I forgot about open course ware for a long time, but recently found a page linking to podcast lectures from UC Berkeley. This time it was the real deal. I’m still interested in biology, so I’m watching the lectures for MCB 110: General Biochemistry and Molecular Biology. There’s audio, video, and PowerPoint slides, and the quality is very high. The slides are complete and unexpurgated. It’s a phenomenal resource. There’s just no doubt that free course material like this is going to transform lives.

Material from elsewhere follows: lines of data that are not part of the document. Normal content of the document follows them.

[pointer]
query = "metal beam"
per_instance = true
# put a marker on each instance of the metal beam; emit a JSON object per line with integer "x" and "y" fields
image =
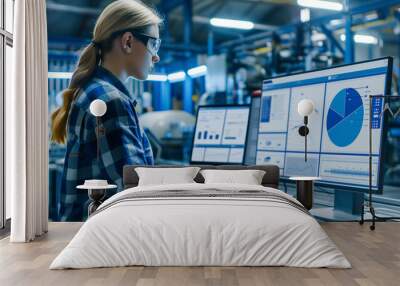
{"x": 332, "y": 38}
{"x": 188, "y": 21}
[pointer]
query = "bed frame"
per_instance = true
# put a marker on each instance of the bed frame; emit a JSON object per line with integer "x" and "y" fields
{"x": 271, "y": 177}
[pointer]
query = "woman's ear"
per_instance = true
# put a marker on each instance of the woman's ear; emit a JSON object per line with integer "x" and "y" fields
{"x": 127, "y": 43}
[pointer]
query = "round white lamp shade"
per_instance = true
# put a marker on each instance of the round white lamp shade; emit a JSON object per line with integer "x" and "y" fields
{"x": 305, "y": 107}
{"x": 98, "y": 107}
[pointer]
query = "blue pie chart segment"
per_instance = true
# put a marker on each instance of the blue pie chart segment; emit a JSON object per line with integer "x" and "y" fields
{"x": 345, "y": 117}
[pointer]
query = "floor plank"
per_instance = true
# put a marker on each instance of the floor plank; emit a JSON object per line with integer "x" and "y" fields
{"x": 375, "y": 257}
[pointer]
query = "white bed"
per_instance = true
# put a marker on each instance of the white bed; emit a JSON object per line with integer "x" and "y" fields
{"x": 185, "y": 230}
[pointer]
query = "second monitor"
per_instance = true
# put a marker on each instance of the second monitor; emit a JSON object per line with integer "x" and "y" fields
{"x": 220, "y": 134}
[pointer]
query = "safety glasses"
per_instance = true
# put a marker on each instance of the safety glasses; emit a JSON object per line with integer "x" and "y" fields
{"x": 151, "y": 43}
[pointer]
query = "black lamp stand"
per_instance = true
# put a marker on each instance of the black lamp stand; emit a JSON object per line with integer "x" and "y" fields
{"x": 303, "y": 131}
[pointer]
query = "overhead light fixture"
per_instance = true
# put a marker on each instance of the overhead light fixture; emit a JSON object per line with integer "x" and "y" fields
{"x": 371, "y": 16}
{"x": 362, "y": 39}
{"x": 232, "y": 24}
{"x": 317, "y": 37}
{"x": 336, "y": 22}
{"x": 305, "y": 15}
{"x": 320, "y": 4}
{"x": 60, "y": 75}
{"x": 198, "y": 71}
{"x": 176, "y": 76}
{"x": 157, "y": 77}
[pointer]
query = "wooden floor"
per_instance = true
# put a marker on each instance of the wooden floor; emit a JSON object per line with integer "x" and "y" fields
{"x": 375, "y": 257}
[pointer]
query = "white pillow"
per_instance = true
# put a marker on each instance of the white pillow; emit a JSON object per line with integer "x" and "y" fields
{"x": 166, "y": 176}
{"x": 248, "y": 177}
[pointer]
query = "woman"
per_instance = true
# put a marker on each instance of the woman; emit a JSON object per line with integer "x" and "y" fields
{"x": 125, "y": 43}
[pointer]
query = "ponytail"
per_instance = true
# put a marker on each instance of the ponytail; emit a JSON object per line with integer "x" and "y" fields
{"x": 117, "y": 16}
{"x": 86, "y": 66}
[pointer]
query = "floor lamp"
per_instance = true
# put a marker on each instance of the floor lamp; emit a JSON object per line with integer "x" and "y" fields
{"x": 305, "y": 108}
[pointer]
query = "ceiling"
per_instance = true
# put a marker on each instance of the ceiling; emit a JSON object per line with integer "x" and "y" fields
{"x": 73, "y": 20}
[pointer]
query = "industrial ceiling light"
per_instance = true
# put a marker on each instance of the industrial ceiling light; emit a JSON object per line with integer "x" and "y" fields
{"x": 305, "y": 15}
{"x": 157, "y": 77}
{"x": 198, "y": 71}
{"x": 60, "y": 75}
{"x": 362, "y": 39}
{"x": 177, "y": 76}
{"x": 320, "y": 4}
{"x": 232, "y": 24}
{"x": 336, "y": 22}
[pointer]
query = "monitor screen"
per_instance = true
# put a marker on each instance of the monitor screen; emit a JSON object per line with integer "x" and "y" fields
{"x": 220, "y": 134}
{"x": 338, "y": 139}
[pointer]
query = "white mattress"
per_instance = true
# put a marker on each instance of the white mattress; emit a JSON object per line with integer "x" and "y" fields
{"x": 200, "y": 231}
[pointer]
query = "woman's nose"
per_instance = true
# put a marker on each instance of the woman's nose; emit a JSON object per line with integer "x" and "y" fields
{"x": 155, "y": 59}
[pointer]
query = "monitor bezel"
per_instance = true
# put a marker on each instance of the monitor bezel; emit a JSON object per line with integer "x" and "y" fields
{"x": 388, "y": 87}
{"x": 194, "y": 133}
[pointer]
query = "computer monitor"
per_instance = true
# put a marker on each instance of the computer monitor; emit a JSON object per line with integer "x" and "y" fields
{"x": 338, "y": 150}
{"x": 220, "y": 134}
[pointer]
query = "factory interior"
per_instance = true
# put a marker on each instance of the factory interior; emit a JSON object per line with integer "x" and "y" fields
{"x": 204, "y": 62}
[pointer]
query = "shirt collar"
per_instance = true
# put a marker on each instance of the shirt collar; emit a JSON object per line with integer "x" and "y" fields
{"x": 108, "y": 76}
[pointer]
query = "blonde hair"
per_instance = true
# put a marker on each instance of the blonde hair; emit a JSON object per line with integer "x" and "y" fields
{"x": 118, "y": 16}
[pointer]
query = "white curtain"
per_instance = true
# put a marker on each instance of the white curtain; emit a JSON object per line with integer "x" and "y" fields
{"x": 27, "y": 124}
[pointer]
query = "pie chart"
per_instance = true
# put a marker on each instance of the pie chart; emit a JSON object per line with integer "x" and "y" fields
{"x": 345, "y": 117}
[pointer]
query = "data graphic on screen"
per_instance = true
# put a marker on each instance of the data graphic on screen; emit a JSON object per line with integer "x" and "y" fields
{"x": 345, "y": 117}
{"x": 338, "y": 139}
{"x": 220, "y": 134}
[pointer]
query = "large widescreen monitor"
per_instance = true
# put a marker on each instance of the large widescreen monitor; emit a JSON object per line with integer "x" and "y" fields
{"x": 220, "y": 134}
{"x": 338, "y": 141}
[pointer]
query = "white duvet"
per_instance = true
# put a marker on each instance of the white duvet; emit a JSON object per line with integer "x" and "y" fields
{"x": 200, "y": 231}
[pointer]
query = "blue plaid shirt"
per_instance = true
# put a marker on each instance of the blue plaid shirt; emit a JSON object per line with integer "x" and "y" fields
{"x": 122, "y": 142}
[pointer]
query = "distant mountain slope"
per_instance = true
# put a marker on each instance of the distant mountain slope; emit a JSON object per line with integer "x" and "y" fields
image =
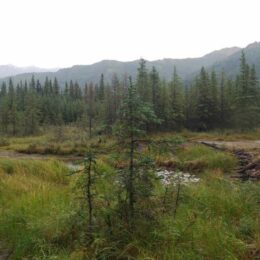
{"x": 231, "y": 64}
{"x": 10, "y": 70}
{"x": 228, "y": 59}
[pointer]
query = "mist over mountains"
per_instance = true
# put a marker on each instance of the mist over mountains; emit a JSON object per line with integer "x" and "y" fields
{"x": 227, "y": 59}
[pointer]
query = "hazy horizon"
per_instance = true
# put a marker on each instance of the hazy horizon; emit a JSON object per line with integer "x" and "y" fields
{"x": 59, "y": 34}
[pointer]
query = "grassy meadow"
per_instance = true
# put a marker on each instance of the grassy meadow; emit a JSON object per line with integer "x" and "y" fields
{"x": 43, "y": 214}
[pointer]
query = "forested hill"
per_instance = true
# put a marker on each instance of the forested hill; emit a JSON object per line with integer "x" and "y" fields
{"x": 227, "y": 59}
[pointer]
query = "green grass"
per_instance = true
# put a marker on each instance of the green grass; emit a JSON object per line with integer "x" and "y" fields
{"x": 217, "y": 218}
{"x": 35, "y": 209}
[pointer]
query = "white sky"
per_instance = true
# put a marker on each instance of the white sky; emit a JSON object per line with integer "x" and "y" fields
{"x": 61, "y": 33}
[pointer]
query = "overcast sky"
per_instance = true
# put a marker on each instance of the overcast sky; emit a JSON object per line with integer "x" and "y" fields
{"x": 61, "y": 33}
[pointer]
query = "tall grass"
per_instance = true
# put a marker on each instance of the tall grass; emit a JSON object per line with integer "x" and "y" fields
{"x": 35, "y": 207}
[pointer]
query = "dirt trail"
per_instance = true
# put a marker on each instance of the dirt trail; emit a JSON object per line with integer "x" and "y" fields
{"x": 249, "y": 166}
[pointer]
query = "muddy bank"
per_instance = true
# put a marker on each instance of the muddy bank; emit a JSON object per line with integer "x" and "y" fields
{"x": 249, "y": 166}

I’ve since gone back and looked at MIT’s latest OpenCourseWare biology classes. I’m happy to report that now there’s plenty of good stuff there too, including video lectures in which Eric Lander, director of the Broad Institute and one of the more famous geneticists in the world, explains genetics to you. To get that delivered, at no cost, to the privacy and comfort of your sitting room, well… that’s remarkable.